И он, судорожно захватив на груди рубашку, стал трепать ее, как будто от действительной боли в груди.
– От мыслей, Андрюшенька, скука бывает, – сказала Матрена Степановна робко, подавая мне стакан чаю.
– Ну, вот видите: «от мыслей»! Значит, который человек несмысленный, то и хорошо. Я вот говорю: почему так: обозначает несимпатичность…
– Прежде не было, – опять заметила Матрена Степановна с укором.
– Прежде не было, а теперь есть… Или вот теперь взять дом: что такое? для чего, спрашивается, построен?..
– Ну вот, – с оттенком жалости сказала Матрена Степановна, опять многозначительно глядя на меня, – известно, Андрюшенька, для чего дома строют: жить в доме.
– Так. Вот вы говорите: жить. А спрашивается, почему именно в этом доме, а не в хлеву?..
– Чать, мы не скотины…
– Молчите! Может, мы еще похуже скотины. Скотина – она животная натуральная: живет, как ей указано искони… А мы исхитряемся все. Вот я сколько работал и все думал: на старость выстрою хибарку… Не ел, не пил по-людски… Посмотрите: есть на мне румянец?.. Нету. А почему? От скупости…
– Скупость, Андрюшенька, не глупость, – сказала Матрена Степановна с непререкаемой поучительностью…
– Молчите! – сказал Андрей Иванович со злобой. – Много вы понимаете… Вот я вам скажу, Галактионыч, как на духу, какие мне мысли приходят: ежели, скажем, померла бы она, вот бы я тогда пожил.
– Бесстыдник! – сказала возмущенная Матрена Степановна. Но Андрей Иванович продолжал, даже не меняя тона, спокойно глядя куда-то тусклыми глазами, как будто вглядываясь в глубину собственной души.
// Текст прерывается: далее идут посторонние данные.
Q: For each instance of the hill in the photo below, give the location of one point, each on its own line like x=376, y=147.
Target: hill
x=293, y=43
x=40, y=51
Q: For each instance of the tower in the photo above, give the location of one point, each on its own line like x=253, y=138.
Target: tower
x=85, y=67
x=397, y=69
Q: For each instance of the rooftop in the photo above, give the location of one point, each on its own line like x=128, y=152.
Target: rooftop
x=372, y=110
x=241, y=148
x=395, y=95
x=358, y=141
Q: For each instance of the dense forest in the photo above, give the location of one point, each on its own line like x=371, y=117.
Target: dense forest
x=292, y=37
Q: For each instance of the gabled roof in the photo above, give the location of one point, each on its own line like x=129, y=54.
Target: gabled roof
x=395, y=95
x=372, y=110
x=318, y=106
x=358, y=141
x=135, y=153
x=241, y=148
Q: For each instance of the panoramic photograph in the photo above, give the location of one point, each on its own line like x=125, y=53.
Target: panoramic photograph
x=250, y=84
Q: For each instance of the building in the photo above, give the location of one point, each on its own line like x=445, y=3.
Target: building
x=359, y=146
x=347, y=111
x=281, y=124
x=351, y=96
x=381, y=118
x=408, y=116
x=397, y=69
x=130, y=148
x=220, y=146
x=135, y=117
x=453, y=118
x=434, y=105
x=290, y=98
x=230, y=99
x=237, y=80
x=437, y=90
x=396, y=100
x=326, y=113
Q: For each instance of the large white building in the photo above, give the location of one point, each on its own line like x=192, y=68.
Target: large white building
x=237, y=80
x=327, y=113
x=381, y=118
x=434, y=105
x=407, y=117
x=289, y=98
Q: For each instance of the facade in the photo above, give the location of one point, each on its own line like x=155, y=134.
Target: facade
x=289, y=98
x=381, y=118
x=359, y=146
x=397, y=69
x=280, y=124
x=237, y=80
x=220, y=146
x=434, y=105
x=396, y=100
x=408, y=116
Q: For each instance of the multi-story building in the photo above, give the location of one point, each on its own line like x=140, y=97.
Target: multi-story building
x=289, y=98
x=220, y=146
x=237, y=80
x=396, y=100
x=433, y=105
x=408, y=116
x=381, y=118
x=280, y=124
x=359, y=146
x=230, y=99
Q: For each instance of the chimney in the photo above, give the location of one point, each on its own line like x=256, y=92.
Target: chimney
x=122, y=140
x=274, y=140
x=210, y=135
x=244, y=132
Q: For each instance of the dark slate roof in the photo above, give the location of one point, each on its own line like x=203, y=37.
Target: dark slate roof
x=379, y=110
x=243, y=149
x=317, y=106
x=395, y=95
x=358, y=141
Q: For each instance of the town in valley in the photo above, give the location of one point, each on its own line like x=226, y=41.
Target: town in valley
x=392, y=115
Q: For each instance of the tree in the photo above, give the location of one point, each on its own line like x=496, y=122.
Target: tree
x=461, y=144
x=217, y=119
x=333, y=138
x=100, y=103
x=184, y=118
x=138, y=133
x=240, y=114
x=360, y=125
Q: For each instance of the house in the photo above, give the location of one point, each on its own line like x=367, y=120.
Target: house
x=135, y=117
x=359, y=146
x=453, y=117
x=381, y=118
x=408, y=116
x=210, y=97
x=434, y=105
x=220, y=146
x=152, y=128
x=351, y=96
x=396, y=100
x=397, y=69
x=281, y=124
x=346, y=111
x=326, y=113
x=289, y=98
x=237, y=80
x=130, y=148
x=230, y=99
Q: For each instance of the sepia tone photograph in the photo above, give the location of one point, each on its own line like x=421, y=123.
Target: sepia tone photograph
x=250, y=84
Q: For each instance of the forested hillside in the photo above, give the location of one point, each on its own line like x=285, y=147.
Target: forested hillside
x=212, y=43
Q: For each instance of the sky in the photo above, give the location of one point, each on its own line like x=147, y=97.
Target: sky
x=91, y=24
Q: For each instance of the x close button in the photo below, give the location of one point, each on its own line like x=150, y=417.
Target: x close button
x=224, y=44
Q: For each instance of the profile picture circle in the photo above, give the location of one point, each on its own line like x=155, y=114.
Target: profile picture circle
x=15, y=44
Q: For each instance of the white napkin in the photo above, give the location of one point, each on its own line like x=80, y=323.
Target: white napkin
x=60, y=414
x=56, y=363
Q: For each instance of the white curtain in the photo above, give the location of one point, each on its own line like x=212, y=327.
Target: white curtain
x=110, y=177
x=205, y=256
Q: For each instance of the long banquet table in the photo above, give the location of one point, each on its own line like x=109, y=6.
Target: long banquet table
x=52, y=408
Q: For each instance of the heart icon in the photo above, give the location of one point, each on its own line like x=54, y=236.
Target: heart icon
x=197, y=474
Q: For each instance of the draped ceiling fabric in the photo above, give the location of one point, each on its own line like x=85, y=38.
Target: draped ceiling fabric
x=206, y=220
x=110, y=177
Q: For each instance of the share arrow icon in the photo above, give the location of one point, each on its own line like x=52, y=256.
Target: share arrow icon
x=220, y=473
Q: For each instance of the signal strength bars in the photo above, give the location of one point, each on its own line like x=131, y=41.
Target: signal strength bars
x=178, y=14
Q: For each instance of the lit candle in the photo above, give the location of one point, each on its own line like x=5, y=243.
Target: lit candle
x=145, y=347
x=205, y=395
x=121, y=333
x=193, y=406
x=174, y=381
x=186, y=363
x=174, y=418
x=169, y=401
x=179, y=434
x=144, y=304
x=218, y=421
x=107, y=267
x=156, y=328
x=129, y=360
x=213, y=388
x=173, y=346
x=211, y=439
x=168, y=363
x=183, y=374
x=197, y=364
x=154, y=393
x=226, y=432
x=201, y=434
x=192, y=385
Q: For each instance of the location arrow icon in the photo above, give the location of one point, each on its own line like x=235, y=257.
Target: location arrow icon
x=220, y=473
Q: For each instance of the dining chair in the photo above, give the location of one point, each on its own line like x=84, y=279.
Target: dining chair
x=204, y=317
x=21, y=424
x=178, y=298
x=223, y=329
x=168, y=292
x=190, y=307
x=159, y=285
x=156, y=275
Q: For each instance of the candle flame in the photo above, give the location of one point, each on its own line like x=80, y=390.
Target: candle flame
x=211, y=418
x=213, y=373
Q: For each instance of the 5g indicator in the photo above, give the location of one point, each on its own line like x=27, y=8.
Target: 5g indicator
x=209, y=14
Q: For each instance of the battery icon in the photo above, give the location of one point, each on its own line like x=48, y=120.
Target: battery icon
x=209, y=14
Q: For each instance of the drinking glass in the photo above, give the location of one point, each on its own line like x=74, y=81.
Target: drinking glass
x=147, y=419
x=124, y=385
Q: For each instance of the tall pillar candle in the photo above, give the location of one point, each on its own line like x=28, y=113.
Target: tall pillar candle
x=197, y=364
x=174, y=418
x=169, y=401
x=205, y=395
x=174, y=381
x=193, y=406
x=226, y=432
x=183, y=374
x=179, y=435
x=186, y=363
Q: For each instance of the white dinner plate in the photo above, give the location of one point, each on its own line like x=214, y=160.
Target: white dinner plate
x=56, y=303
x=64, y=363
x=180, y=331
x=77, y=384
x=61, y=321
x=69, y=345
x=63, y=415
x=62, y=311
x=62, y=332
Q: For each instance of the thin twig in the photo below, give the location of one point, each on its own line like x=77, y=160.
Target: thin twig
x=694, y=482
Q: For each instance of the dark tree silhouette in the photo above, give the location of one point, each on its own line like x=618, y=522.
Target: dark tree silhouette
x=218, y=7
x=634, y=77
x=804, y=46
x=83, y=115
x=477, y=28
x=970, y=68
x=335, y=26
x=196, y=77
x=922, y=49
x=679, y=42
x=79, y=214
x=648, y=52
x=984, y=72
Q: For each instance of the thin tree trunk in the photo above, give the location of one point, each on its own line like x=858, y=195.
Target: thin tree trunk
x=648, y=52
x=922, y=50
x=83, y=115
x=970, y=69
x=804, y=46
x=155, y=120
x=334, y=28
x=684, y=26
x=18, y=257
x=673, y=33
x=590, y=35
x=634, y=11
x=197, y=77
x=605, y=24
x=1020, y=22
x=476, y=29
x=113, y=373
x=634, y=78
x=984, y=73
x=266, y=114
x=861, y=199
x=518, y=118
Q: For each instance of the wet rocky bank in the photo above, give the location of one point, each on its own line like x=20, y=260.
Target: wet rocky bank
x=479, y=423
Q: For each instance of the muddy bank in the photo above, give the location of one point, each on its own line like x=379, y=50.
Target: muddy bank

– Да, вот, работал, изводился. Думал – хибарочку. И вдруг, умирает старый дурак… извольте!.. Дом. Еще бы ей помереть, вот и отлично бы! Дом у меня есть, деньги есть. Вынул билет рентовый: чик! Руб с четвертаком! Чик – два с полтиной! Верхний этаж сдам хорошим господам на лето, вниз плотовщиков стану пущать, осенью бурлаков. Харч им, опять когда и водочки… Живи, не тужи. Теперь, сколько, по-вашему, серебряные часы стоют, с цепью?..
– Говорю, Андрюшенька: Степан Макарыч продает, сходно! За полцены, – живо вмешалась Матрена Степановна.
– В лучшем магазине, – не обращая внимания, продолжал Андрей Иванович, – семнадцать рублей новые! Цепь порядочная – три с полтиной. Теперь на ярманке товар этот сходен. Шляпа теперь соломенная куплена у меня, тончайшей китайской соломы, за три рубля, другая – бурой шерсти – четыре рубля!..
– Переплатил, – вздохнула Матрена Степановна, хотя по лицу ее было видно, что, в сущности, она гордится экипировкой супруга и не считает этих затрат излишними.
– Цилиндровой-то формы! – сказал Андрей Иванович. – Много вы понимаете! К зонту вот приценялся… Уж именно что дорого: семь с полтиной, шелковый!
– Можно из сатинета… Оно то же самое, под шелк, – с увлечением сказала Матрена Степановна.
Андрей Иванович кинул на нее злой взгляд, как будто ее вмешательство расстраивало ход его мыслей, и сказал:
– Мыла тоже есть… хорошие! На Покровке в аптекарском магазине у г. Зуля. А еще лучше в новом магазине. Ну, мыла хороши, а тоже дороги: под № 4711, называемое «Тридас». Знаете?